Eine weitere Rechnung: Angenommen, Sie setzen 20 CHF auf 16, 18, 20 und 22 gleichzeitig (vier gerade Zahlen). Der Gesamteinsatz beträgt 80 CHF. Selbst wenn drei dieser vier Zahlen gewinnen, erhalten Sie 80 CHF × 2 = 160 CHF Auszahlung, abzüglich des Hausvorteils von 2,7 % ergibt sich ein Gewinn von rund 4,3 CHF – kaum ein Grund zum Feiern.

Warum das „gerade“ System im Casino-Flair nichts nützt

Doch die eigentliche Falle liegt nicht nur in den Zahlen. Ein Spieler bei Unibet kann sich durch die „VIP“-Behandlung täuschen lassen, weil das Casino einen kostenlosen Spin als „Geschenk“ anbietet.

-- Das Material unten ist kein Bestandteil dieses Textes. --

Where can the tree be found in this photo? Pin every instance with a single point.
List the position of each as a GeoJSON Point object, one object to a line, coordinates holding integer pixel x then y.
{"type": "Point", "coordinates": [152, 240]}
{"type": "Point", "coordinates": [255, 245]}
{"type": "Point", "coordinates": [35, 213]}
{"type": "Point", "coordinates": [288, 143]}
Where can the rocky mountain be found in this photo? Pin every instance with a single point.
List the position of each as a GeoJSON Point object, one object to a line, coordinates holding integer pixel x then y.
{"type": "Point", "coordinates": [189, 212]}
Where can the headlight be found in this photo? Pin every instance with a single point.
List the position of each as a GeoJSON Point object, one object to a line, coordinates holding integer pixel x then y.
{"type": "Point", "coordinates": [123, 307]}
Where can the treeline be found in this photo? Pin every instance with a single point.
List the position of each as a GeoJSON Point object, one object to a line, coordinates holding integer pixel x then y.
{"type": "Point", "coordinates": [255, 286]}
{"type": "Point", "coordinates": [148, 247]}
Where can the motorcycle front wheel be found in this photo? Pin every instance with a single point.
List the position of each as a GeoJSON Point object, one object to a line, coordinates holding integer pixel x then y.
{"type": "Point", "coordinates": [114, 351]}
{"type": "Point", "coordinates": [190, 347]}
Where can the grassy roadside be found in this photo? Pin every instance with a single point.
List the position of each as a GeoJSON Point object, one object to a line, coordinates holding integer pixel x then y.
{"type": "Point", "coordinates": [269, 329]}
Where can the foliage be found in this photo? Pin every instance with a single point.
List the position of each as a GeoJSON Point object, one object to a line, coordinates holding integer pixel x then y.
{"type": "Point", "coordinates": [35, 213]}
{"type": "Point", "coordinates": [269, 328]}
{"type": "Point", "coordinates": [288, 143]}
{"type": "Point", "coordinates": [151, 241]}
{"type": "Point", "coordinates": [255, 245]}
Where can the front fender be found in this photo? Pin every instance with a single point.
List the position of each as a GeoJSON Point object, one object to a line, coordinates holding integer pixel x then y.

Das „gratis“ Drehen ist jedoch nur ein Köder, um den Geldfluss zu erhöhen, nicht um den Spielenden zu beglücken.

Und weil die meisten Tischregeln in den AGBs versteckt sind – zum Beispiel das Verbot, nach einem Gewinn eine höhere Wette zu setzen – kann jede scheinbare Strategie schnell durch ein Wort wie „Verbot“ zunichtegemacht werden.

Ein weiteres Szenario: Während eines Live-Roulette bei einem Schweizer Anbieter setzt ein Spieler 7 CHF pro Runde auf 2, 14, 26 und 30. Nach zehn Spins hat er 70 CHF investiert, aber nur 63 CHF zurückerhalten. Der Verlust entsteht nicht durch das „gerade“ Prinzip, sondern durch die unvermeidliche Hausmarge.

Zum Abschluss des Arguments: Das Setzen auf geradzahlig beim Roulette ist kein Geheimrezept, sondern ein weiterer Tropfen im Ozean der mathematischen Unausweichlichkeit, den die Casinos mit Leichtigkeit kontrollieren.

Und als ob das nicht genug wäre, ist die Schriftgröße im Bonus-Widget von Bet365 lächerlich klein – kaum lesbar, wenn man schon zu müde vom ständigen Verlust ist.